Kotonoha meraih palang kereta. Keseimbangannya sudah buruk pada hari yang baik, jadi dia tidak akan mengambil risiko.
Kakinya sedikit gemetar, tapi dia melakukan yang terbaik untuk mengendalikannya. Tidak akan lama sebelum dia pulang dan kemudian dia bisa beristirahat sebentar.

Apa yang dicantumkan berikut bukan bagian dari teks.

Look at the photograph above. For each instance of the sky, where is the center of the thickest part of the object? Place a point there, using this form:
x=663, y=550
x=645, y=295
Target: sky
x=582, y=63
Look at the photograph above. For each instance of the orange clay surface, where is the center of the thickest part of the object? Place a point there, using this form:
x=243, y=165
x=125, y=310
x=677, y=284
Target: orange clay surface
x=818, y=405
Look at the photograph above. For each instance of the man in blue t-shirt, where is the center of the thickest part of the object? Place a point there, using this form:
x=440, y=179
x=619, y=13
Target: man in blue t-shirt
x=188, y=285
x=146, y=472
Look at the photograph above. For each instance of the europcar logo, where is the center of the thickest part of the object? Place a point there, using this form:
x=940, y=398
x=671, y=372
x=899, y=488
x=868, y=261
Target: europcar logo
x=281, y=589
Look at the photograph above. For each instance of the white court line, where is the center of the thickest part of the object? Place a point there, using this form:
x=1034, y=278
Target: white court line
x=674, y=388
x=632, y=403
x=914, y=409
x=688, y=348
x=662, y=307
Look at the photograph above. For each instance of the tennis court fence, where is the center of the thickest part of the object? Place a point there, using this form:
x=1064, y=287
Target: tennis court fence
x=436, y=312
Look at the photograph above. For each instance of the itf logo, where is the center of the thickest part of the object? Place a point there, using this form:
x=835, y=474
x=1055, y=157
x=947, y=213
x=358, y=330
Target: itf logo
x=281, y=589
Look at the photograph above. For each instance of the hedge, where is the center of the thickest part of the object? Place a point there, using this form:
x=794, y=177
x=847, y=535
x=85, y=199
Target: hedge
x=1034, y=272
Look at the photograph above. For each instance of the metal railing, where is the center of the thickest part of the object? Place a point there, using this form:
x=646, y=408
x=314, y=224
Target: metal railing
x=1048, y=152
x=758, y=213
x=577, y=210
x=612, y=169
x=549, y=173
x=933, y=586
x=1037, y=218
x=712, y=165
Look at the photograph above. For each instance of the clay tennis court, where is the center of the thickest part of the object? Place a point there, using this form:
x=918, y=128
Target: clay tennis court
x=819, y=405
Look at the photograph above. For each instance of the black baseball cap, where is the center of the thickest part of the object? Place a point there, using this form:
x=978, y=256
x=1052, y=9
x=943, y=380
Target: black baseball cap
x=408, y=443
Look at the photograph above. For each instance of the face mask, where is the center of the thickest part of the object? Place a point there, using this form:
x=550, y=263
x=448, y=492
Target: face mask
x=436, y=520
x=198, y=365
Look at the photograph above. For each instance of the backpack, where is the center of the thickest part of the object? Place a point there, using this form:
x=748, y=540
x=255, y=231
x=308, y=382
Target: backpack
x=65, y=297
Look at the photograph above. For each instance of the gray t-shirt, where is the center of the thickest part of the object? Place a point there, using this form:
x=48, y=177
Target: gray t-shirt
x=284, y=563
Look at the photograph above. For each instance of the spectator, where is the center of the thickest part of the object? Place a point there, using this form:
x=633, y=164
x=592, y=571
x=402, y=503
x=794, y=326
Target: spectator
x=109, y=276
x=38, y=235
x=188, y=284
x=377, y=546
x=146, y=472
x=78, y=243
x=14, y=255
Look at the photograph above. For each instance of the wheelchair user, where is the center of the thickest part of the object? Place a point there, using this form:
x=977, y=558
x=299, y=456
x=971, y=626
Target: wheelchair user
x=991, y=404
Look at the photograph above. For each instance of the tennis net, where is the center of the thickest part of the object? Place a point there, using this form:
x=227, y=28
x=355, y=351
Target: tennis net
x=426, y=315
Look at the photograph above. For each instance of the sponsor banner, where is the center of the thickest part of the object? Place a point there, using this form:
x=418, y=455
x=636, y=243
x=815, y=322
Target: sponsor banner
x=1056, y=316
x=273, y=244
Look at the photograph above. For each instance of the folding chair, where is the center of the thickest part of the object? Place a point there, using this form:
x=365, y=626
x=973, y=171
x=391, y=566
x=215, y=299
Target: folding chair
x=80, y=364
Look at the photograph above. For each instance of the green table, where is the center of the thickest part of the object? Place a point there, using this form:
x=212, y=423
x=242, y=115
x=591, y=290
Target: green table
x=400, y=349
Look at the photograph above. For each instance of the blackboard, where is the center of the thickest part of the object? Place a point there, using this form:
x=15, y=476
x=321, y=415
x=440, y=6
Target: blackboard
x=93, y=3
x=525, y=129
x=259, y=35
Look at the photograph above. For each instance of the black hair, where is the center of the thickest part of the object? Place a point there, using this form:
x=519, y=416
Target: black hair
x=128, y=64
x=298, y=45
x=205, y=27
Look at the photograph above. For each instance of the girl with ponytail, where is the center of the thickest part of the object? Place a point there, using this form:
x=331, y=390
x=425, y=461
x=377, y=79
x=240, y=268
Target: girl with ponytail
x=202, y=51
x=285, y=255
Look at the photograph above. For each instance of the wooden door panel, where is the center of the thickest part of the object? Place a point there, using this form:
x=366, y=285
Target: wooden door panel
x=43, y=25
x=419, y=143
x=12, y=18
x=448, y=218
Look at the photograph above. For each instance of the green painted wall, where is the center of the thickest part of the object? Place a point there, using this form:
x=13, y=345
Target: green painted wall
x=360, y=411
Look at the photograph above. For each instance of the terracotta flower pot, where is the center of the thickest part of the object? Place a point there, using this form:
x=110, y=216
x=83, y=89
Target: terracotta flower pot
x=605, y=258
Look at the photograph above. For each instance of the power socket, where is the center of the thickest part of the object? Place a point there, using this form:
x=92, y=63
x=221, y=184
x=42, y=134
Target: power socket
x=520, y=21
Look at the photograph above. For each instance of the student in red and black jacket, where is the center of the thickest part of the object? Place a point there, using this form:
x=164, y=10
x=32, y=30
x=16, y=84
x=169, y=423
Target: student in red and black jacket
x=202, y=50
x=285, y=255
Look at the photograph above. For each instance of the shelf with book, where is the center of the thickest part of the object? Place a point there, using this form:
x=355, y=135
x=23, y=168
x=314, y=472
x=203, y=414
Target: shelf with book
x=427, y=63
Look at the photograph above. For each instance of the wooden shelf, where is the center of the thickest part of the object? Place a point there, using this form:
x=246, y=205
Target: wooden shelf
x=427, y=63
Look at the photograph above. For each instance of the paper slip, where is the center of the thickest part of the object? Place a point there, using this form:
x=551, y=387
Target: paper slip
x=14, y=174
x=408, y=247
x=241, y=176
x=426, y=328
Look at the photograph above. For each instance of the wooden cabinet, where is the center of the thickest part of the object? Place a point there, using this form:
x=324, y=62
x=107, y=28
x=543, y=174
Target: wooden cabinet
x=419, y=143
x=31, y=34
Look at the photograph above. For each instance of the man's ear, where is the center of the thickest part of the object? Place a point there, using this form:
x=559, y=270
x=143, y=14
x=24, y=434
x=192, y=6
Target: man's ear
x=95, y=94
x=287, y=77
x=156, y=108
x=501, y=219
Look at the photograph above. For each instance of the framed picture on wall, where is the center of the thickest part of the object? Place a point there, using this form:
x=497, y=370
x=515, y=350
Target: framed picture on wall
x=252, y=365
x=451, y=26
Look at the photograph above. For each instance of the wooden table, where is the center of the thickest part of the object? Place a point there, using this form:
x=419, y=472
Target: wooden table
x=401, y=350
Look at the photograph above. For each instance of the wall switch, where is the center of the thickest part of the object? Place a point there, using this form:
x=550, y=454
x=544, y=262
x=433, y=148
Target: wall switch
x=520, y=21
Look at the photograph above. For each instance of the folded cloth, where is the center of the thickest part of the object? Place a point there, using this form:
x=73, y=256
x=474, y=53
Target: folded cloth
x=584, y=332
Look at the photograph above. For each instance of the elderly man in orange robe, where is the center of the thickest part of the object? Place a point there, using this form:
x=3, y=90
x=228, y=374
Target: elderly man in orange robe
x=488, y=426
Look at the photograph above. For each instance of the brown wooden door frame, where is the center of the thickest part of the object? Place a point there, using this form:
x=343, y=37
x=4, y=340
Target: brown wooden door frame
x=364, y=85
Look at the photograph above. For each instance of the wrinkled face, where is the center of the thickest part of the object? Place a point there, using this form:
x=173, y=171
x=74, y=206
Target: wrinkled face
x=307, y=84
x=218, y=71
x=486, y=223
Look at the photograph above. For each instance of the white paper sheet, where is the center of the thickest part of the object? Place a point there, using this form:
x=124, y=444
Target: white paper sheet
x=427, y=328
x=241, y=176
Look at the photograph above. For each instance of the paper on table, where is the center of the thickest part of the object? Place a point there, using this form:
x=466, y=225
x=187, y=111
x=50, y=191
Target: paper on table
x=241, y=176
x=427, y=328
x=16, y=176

Mungkin akan lebih pintar untuk pulang dulu sebelum dia melakukan itu. Tapi sekali lagi, itu tidak seharusnya nyaman baginya.
Perjalanan kereta tampaknya berlangsung lebih lama dari biasanya.
Dia hampir melewatkan perhentiannya karena dia melamun, tetapi dia berhasil keluar sebelum pintu ditutup.
Kotonoha menarik napas dalam-dalam.
Sekarang dia hanya harus pulang.
Dia iseng bertanya-tanya apakah ini semua nyata.
Adegan dengan Makoto dan Sekai terlihat sangat nyata. Begitu nyata dia tidak bisa membedakan sama sekali. Tapi sangat jelas itu tidak nyata. Jadi bagaimana dia bisa tahu bahwa semua yang dia lihat itu nyata?
Kotonoha sampai di rumahnya.
Ada seseorang yang duduk di teras depan rumahnya.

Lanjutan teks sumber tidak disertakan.